About the job Site Reliability Engineer
Team Segment : Solutions Business
KKCompany Technologies, Asias leading AI multimedia technology group is dedicated to creating values for customers with core businesses of multimedia technologies, digital cloud, and AI applications.
At KKCompany, we believe in Innovation Made Simple, and technology is the answer to the struggles faced by every industry. Since its establishment two decades ago, KKCompany has expanded its portfolio, including KKBOX, BlendVision and Going Cloud. KKBOX is the worlds first platform bringing legal music streaming service to the public. It utilizes state-of-the-art streaming technology to enable excellent user experience. Our flagship brands and a base of international clients enable us to accumulate extensive data and advance analytical capabilities. The strengths along with our abundant experience in brand management help businesses achieve digital transformation successfully. We serve over tens of millions of consumers and enterprise clients in Asia cross a broad spectrum of industries such as telecommunication, multimedia, online education, fitness, smart retail and more.
KKCompany now has nearly 500 employees across offices in Tokyo, Singapore, Taipei, Kaohsiung, and Hong Kong.
*Job Overview:
We are seeking a Site Reliability Engineer (SRE) to join our team supporting services with millions of active users. This role ensures service availability, performance, and scalability through automation, monitoring, incident response, and collaboration with DevOps and application development teams.
As an SRE, you will be embedded in the lifecycle of our systems from architecture design, deployment pipelines, and observability frameworks to incident resolution. This is a highly impactful position that requires both technical depth and operational ownership.
Responsibilities:
- Monitoring & Incident Management
- Participate in on-call rotations to respond to critical incidents and ensure high service availability.
- Build and maintain monitoring and alerting tools using AWS CloudWatch or third-party platforms.
- Set up effective alerting rules, triage anomalies, and lead service recovery efforts during incidents.
- Architecture Understanding & Collaboration
- Work with Web, Backend and DevOps teams to gain deep understanding of the service architecture.
- Support integration of operational and reliability best practices into the software development process.

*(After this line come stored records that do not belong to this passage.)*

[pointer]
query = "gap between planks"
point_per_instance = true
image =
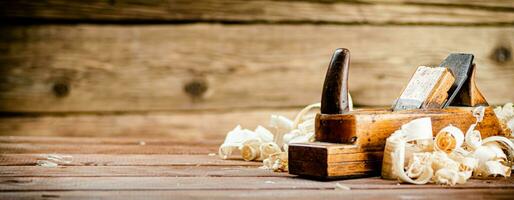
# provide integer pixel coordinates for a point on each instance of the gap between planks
(420, 194)
(239, 11)
(125, 160)
(138, 171)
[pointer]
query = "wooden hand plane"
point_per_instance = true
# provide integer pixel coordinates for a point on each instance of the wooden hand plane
(351, 143)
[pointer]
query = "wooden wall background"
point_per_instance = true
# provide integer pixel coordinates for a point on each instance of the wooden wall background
(192, 70)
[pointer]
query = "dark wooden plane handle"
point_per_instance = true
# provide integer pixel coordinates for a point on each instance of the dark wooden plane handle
(334, 99)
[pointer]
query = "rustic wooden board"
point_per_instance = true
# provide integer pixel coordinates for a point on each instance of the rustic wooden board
(124, 160)
(158, 176)
(138, 171)
(204, 66)
(102, 140)
(240, 11)
(109, 149)
(421, 194)
(218, 183)
(183, 127)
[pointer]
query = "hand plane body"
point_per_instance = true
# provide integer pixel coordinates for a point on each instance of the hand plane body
(351, 143)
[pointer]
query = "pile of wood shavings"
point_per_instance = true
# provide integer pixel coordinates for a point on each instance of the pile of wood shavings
(412, 155)
(271, 148)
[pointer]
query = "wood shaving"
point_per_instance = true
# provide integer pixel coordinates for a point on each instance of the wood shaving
(453, 159)
(340, 186)
(46, 163)
(271, 148)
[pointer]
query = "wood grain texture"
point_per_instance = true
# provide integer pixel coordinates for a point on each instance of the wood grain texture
(217, 183)
(361, 12)
(137, 171)
(179, 127)
(422, 194)
(102, 149)
(124, 159)
(89, 68)
(369, 128)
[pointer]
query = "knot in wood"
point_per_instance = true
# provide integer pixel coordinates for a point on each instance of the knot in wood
(502, 54)
(196, 88)
(61, 89)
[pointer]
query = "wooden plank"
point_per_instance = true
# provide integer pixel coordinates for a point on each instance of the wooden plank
(101, 140)
(220, 183)
(124, 160)
(184, 128)
(107, 149)
(202, 66)
(362, 12)
(137, 171)
(421, 194)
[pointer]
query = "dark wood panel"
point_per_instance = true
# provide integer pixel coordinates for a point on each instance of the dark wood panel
(181, 128)
(90, 68)
(361, 12)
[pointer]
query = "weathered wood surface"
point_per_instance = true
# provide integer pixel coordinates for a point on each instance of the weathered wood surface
(421, 194)
(438, 12)
(188, 127)
(126, 159)
(204, 66)
(161, 175)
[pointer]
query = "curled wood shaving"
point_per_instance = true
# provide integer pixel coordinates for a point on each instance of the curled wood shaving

- Deployment & Release Validation
- Monitor new deployments and evaluate their impact on service SLAs.
- Make quick rollback decisions when deployments threaten reliability or availability.

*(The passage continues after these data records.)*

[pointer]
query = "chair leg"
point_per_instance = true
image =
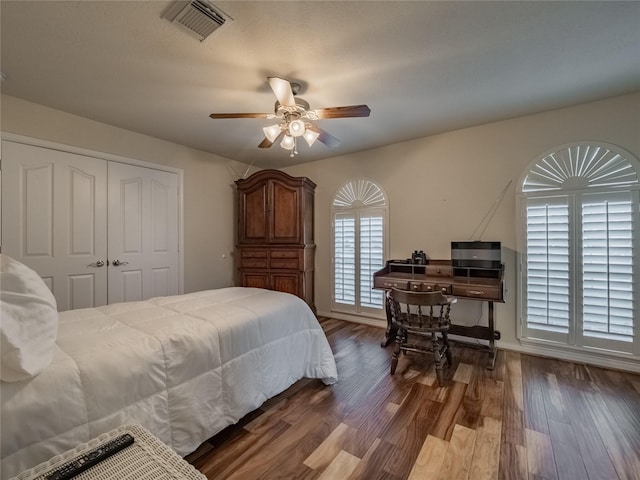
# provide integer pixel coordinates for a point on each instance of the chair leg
(396, 352)
(438, 359)
(445, 340)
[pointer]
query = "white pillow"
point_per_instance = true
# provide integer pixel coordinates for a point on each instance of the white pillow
(28, 322)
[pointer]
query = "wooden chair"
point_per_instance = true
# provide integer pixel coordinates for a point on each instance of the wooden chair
(422, 322)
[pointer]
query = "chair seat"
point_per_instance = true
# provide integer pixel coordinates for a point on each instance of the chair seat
(422, 321)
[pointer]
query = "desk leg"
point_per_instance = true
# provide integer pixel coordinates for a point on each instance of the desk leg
(492, 343)
(390, 333)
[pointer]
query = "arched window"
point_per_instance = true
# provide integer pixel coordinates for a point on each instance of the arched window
(579, 245)
(359, 214)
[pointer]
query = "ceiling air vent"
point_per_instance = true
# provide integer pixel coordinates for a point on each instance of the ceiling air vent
(200, 18)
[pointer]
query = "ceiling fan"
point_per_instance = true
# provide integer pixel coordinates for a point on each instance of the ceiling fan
(294, 116)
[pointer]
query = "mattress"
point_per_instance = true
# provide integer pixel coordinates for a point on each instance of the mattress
(184, 367)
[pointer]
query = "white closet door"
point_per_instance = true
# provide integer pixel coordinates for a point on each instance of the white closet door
(54, 220)
(143, 233)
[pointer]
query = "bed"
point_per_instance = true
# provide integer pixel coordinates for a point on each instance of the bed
(184, 367)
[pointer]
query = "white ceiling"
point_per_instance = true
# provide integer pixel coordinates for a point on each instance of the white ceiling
(423, 67)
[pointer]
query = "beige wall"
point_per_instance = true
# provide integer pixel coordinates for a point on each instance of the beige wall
(208, 179)
(440, 187)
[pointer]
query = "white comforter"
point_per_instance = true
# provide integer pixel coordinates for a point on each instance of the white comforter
(184, 367)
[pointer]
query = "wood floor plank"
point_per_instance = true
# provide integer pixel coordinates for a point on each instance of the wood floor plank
(341, 467)
(375, 426)
(623, 455)
(371, 467)
(457, 460)
(540, 459)
(443, 426)
(409, 440)
(486, 453)
(587, 437)
(535, 414)
(429, 461)
(322, 456)
(463, 373)
(569, 463)
(513, 415)
(513, 462)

- Infrastructure & Automation
- Automate infrastructure provisioning using Infrastructure-as-Code tools such as Terraform, AWS CDK, or CloudFormation for the core encoding service.

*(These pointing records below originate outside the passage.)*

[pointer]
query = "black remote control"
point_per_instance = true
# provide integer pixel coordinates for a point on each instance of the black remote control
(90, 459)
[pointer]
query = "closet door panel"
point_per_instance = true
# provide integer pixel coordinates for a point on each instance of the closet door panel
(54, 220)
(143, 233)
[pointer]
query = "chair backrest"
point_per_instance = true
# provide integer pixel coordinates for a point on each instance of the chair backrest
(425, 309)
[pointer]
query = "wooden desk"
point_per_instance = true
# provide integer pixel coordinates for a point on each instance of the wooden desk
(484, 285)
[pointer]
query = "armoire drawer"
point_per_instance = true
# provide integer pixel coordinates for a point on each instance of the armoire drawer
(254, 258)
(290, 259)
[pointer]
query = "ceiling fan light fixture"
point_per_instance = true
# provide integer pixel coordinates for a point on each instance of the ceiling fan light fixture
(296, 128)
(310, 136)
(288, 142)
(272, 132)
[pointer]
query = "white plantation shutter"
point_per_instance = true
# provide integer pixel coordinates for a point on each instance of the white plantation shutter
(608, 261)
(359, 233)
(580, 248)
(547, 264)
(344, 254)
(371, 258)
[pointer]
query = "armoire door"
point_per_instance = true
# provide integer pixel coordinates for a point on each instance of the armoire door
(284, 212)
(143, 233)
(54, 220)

- Ensure highly available and scalable system design using AWS and Kubernetes.
- Toil Reduction & Operational Efficiency
- Identify repetitive manual tasks (toil) in operations and incident management.
- Design and implement automation or process improvements to reduce manual effort and increase engineering velocity.
- Documentation
- Create and maintain detailed documentation including architecture diagrams, runbooks, and postmortems.
Requirements:
- Bachelor's degree in Computer Science or a related technical field involving software or systems engineering, or equivalent practical experience.
- Willingness to take part in on-call rotations and respond quickly to incidents.
- Strong collaboration and communication skills across cross-functional teams.
- Ability to write scripting languages such as Python or Shell.
- Familiarity with AWS high availability architecture and services.
- Experience with Git and CI/CD pipelines, preferably using GitLab CI/CD.
- Experience with operating and debugging Kubernetes in production.
Nice to Have:
- Experience in optimizing service performance and reliability in cloud-native environments.
- Experience managing observability tools such as CloudWatch
- Familiarity with managing large-scale systems supporting millions of active users.
- Knowledge of auditing and compliance processes related to ISO27001.